103. Binary Tree Zigzag Level Order Traversal #
题目 #
Given a binary tree, return the zigzag level order traversal of its nodes’ values. (ie, from left to right, then right to left for the next level and alternate between).
For Example: Given binary tree [3,9,20,null,null,15,7],
3
/ \
9 20
/ \
15 7
return its zigzag level order traversal as:
[
[3],
[20,9],
[15,7]
]
题目大意 #
按照 Z 字型层序遍历一棵树。
解题思路 #
- 按层序从上到下遍历一颗树,但是每一层的顺序是相互反转的,即上一层是从左往右,下一层就是从右往左,以此类推。用一个队列即可实现。
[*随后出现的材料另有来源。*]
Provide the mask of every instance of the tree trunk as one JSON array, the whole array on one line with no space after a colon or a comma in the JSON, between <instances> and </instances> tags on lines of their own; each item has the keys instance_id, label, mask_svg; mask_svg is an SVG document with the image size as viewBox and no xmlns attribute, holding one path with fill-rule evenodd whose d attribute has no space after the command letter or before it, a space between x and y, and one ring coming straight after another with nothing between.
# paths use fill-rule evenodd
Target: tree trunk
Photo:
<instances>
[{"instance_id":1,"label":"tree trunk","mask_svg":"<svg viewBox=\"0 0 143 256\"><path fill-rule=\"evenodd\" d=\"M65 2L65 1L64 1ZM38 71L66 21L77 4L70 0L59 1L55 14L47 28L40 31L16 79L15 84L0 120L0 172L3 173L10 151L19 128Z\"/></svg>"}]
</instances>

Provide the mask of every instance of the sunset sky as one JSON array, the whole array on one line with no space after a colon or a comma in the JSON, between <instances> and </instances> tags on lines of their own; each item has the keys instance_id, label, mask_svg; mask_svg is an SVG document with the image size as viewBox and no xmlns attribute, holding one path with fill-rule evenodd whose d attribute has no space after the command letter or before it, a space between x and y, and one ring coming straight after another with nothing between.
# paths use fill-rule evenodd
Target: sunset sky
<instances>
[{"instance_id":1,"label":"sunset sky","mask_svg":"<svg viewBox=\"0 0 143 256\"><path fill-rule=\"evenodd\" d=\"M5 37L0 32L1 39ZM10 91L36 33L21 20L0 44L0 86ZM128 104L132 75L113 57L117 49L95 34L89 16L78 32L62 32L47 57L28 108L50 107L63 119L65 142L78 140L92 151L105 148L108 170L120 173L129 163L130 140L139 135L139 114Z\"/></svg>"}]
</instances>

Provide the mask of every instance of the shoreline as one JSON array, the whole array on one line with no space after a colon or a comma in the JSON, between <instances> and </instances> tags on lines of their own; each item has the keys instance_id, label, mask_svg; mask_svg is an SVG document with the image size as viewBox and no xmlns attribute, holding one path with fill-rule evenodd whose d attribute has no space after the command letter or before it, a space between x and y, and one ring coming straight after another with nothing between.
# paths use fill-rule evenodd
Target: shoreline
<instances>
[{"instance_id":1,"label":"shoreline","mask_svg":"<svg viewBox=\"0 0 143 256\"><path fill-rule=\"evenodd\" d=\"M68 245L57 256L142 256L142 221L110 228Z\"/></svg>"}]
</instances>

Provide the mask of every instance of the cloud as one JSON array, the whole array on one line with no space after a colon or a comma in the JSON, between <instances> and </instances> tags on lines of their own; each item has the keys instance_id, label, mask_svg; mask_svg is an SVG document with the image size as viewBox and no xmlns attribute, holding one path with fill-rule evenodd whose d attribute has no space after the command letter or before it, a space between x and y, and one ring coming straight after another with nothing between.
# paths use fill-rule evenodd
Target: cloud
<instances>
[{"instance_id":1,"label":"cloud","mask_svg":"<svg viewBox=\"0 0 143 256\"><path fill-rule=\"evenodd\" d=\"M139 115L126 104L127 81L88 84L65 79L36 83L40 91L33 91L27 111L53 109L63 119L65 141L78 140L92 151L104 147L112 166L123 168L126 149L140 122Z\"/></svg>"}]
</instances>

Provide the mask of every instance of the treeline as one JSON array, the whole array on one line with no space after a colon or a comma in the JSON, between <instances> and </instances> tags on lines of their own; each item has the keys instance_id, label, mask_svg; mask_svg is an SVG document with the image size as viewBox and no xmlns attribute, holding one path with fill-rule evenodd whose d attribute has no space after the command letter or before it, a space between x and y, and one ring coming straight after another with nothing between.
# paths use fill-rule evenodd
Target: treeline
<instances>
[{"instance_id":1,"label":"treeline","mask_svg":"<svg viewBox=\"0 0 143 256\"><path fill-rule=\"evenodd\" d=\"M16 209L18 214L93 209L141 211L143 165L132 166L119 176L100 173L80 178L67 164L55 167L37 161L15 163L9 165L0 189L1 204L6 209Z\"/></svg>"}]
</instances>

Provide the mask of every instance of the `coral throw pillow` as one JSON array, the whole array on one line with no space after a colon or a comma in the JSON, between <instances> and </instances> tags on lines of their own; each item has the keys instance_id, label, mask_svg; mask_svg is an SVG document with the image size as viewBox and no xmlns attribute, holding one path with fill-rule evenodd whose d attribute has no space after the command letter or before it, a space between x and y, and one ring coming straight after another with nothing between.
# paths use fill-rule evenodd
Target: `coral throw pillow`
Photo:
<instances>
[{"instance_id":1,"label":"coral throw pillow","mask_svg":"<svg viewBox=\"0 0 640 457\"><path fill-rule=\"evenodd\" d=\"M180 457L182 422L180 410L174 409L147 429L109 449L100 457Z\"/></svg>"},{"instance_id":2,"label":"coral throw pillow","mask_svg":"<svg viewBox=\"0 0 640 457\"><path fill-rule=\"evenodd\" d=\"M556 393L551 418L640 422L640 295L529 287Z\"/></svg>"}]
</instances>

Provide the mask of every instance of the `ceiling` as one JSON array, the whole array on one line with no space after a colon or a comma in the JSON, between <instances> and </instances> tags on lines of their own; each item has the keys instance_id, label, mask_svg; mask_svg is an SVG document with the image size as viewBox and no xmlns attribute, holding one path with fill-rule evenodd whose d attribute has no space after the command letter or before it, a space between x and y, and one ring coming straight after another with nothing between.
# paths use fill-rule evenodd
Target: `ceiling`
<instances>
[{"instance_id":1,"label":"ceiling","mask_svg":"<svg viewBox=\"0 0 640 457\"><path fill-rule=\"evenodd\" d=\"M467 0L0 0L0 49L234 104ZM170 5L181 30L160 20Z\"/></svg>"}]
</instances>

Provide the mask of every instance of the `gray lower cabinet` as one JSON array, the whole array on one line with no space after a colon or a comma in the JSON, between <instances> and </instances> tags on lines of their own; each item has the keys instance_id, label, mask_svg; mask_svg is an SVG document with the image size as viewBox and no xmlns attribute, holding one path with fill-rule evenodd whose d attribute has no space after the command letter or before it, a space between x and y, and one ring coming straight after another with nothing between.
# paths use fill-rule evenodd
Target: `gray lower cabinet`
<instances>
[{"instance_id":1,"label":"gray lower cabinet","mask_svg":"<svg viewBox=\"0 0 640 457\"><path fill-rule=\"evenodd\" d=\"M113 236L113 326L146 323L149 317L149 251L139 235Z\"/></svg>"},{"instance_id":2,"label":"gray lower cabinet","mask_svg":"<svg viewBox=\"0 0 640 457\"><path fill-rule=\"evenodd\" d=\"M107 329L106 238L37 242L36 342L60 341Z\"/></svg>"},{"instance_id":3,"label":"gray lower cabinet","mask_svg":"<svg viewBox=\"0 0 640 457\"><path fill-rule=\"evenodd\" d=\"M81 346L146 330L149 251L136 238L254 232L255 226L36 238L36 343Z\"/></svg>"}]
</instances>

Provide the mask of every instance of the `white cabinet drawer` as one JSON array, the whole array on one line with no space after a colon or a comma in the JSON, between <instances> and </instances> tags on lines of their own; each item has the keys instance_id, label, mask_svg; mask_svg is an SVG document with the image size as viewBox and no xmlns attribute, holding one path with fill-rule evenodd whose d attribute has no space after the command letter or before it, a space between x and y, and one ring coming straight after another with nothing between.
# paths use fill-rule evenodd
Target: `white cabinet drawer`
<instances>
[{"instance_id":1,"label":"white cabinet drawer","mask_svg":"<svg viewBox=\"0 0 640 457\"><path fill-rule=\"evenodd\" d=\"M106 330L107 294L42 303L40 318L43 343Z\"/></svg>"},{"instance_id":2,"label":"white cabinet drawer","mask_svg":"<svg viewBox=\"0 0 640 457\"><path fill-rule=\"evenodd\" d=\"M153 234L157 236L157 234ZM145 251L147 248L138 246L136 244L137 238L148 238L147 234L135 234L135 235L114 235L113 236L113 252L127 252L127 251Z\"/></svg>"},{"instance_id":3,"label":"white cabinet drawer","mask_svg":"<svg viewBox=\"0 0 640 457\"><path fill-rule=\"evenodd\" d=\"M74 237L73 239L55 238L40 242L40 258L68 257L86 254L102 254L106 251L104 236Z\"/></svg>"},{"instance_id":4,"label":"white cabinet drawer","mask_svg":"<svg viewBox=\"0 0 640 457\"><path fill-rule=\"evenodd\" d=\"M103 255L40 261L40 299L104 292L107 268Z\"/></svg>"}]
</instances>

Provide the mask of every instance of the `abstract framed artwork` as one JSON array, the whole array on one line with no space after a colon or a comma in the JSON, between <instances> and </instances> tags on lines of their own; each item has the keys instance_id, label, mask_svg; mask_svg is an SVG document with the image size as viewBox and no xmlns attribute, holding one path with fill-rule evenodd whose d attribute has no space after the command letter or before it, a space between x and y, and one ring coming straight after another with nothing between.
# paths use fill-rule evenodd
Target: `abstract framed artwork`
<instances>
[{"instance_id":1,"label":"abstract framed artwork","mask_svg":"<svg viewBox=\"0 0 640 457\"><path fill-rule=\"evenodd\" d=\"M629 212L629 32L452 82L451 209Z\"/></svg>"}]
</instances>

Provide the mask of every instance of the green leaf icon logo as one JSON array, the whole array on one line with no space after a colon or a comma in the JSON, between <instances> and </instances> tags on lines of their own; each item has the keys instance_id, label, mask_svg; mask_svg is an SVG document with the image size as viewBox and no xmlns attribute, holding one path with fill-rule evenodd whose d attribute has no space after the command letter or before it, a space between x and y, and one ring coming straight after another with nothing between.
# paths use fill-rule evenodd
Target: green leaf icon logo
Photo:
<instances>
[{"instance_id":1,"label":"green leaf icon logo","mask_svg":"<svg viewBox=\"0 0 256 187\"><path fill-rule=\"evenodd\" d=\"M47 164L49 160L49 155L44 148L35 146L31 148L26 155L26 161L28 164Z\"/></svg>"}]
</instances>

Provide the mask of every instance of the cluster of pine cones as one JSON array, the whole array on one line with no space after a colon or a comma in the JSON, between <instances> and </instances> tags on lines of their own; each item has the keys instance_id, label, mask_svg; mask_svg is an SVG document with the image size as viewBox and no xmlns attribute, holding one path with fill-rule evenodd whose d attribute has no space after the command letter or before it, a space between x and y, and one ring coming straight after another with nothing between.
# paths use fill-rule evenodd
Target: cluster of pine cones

- 第 102 题和第 107 题都是按层序遍历的。
代码 #
package leetcode
import (
"github.com/halfrost/leetcode-go/structures"
)
// TreeNode define
type TreeNode = structures.TreeNode
/**
* Definition for a binary tree node.
* type TreeNode struct {
* Val int
* Left *TreeNode
* Right *TreeNode
* }
*/
// 解法一
func zigzagLevelOrder(root *TreeNode) [][]int {
if root == nil {
return [][]int{}
}
queue := []*TreeNode{}
queue = append(queue, root)
curNum, nextLevelNum, res, tmp, curDir := 1, 0, [][]int{}, []int{}, 0
for len(queue) != 0 {
if curNum > 0 {
node := queue[0]
if node.Left != nil {
queue = append(queue, node.Left)
nextLevelNum++
}
if node.Right != nil {
queue = append(queue, node.Right)
nextLevelNum++
}
curNum--
tmp = append(tmp, node.Val)
queue = queue[1:]
}
if curNum == 0 {
if curDir == 1 {
for i, j := 0, len(tmp)-1; i < j; i, j = i+1, j-1 {
tmp[i], tmp[j] = tmp[j], tmp[i]
}
}
res = append(res, tmp)
curNum = nextLevelNum
nextLevelNum = 0
tmp = []int{}
if curDir == 0 {
curDir = 1
} else {
curDir = 0
}
}
}
return res
}
// 解法二 递归
func zigzagLevelOrder0(root *TreeNode) [][]int {
var res [][]int
search(root, 0, &res)
return res
}
func search(root *TreeNode, depth int, res *[][]int) {
if root == nil {
return
}
for len(*res) < depth+1 {
*res = append(*res, []int{})
}
if depth%2 == 0 {
(*res)[depth] = append((*res)[depth], root.Val)
} else {
(*res)[depth] = append([]int{root.Val}, (*res)[depth]...)
}
search(root.Left, depth+1, res)
search(root.Right, depth+1, res)
}
// 解法三 BFS
func zigzagLevelOrder1(root *TreeNode) [][]int {
res := [][]int{}
if root == nil {
return res
}
q := []*TreeNode{root}
size, i, j, lay, tmp, flag := 0, 0, 0, []int{}, []*TreeNode{}, false
for len(q) > 0 {
size = len(q)
tmp = []*TreeNode{}
lay = make([]int, size)
j = size - 1
for i = 0; i < size; i++ {
root = q[0]
q = q[1:]
if !flag {
lay[i] = root.Val
} else {
lay[j] = root.Val
j--
}
if root.Left != nil {
tmp = append(tmp, root.Left)
}
if root.Right != nil {
tmp = append(tmp, root.Right)
}
}
res = append(res, lay)
flag = !flag
q = tmp
}
return res
}